Theater for People Who Get It
The production was bright, fast-paced, and funny in all the ways you would hope a kids’ show would be. And, even more wonderful, it was clear that everyone in the audience was there with at least one, if not several, young kiddo(s). This sea of humanity was totally cool with the kid in front of me who danced enthusiastically through 90% of the performance. It was no problem when a toddler loudly squawked with glee during a more quiet moment. And the lady next to me didn’t give me any grief when Kyle switched from his seat to my lap multiple times. It was so nice to be somewhere where everyone just gets it. The hour-long performance was not too long and not too short, meeting the juuuuuust right Goldilocks criteria of young attention spans.

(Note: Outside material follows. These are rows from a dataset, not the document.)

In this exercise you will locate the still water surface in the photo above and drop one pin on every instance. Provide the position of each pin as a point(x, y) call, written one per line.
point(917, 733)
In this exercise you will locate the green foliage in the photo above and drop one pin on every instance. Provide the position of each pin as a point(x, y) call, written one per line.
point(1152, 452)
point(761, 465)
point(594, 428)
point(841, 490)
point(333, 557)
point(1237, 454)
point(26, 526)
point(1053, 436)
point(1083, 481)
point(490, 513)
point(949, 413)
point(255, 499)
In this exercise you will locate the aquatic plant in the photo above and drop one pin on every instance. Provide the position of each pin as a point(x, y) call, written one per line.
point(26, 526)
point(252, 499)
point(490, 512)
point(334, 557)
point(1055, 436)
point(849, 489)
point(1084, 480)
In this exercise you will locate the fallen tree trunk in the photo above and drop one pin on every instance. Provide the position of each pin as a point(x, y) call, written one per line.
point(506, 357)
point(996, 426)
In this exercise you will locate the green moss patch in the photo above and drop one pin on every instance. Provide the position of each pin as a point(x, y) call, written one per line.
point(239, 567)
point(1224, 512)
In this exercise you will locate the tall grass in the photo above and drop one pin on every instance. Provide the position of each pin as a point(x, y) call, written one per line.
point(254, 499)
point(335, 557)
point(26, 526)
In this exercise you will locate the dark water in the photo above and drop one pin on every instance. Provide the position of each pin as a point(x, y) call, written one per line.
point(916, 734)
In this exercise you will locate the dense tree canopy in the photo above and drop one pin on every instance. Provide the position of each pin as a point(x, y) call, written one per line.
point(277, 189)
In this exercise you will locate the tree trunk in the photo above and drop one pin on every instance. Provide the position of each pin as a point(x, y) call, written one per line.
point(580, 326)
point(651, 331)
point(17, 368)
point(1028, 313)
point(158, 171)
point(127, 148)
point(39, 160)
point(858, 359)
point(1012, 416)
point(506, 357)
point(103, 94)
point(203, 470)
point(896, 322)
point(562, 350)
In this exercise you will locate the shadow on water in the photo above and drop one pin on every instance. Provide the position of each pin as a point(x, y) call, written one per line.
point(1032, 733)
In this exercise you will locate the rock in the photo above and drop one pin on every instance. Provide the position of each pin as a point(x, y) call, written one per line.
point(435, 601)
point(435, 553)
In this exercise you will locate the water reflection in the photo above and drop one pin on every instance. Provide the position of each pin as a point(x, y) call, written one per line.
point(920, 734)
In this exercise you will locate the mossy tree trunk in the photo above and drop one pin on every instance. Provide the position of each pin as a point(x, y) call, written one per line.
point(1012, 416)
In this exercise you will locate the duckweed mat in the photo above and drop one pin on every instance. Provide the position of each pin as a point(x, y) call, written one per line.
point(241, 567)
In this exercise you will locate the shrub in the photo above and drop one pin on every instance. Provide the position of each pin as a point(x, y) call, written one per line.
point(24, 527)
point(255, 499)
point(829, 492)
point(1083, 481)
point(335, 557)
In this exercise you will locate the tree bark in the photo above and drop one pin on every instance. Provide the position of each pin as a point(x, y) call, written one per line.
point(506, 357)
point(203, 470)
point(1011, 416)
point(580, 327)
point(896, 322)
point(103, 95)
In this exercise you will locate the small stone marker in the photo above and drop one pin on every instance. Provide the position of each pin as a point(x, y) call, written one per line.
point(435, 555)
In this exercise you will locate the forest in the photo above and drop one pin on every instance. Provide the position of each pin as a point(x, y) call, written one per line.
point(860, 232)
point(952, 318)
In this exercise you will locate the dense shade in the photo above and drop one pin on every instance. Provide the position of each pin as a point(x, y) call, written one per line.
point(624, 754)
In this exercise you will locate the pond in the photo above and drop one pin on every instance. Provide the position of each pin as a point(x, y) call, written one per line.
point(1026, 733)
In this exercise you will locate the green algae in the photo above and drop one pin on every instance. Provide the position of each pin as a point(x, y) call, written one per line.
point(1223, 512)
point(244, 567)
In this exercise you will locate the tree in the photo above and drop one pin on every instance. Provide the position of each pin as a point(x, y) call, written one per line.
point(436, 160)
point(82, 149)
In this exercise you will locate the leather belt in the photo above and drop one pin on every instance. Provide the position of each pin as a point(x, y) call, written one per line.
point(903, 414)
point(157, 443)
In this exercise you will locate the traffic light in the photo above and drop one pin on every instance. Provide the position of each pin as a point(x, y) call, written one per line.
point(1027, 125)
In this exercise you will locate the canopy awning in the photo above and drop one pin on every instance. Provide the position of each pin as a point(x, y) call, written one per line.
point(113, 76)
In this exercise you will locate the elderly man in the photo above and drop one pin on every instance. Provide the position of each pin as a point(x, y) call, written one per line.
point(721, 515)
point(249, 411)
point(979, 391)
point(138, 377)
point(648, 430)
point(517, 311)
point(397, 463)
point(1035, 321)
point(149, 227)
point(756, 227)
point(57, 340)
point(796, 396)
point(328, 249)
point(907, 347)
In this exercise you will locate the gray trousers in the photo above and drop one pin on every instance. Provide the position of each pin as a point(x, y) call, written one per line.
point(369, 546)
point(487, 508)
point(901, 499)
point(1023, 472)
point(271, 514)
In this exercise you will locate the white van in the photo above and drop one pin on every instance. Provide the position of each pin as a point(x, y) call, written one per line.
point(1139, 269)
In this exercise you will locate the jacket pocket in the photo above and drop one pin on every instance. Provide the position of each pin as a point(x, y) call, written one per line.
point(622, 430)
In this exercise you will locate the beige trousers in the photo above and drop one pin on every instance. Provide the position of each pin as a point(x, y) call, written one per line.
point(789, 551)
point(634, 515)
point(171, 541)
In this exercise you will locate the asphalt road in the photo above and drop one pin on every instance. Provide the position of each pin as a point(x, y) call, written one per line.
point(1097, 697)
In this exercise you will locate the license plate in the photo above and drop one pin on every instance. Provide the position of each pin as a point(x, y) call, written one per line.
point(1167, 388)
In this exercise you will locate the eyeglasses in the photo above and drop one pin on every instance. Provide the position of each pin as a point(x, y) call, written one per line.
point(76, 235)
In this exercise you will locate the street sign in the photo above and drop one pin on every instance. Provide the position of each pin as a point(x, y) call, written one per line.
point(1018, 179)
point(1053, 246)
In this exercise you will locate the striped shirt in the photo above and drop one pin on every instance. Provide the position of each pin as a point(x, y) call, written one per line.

Meet the Dragons…er… Actors
Families who wanted to stay after the show were encouraged to meet the characters in the lobby, who gladly sign playbills and chat with audience members. Kyle was a bit too shy to approach them, which they were also skilled at handling. Again, it was obvious that the people behind OCT just get it, and the goal is to make going to the theater a fun, interesting, and maybe even sometimes a bit silly experience for everyone!
I wasn’t sure how to gauge Kyle’s thoughts on the show. He had been mostly quiet during the performance, only stopping at one point partway through to clarify, “Wait … do dragons actually exist?!?” Walking out of the auditorium, he noted the OCT banner that listed the upcoming shows for the 2020 season. I thought it the perfect opportunity to check-in. “Did you have fun? Would you want see another show like this?” I asked.
“I don’t want to go to another one,” he said, “I want to go to all of them!!!”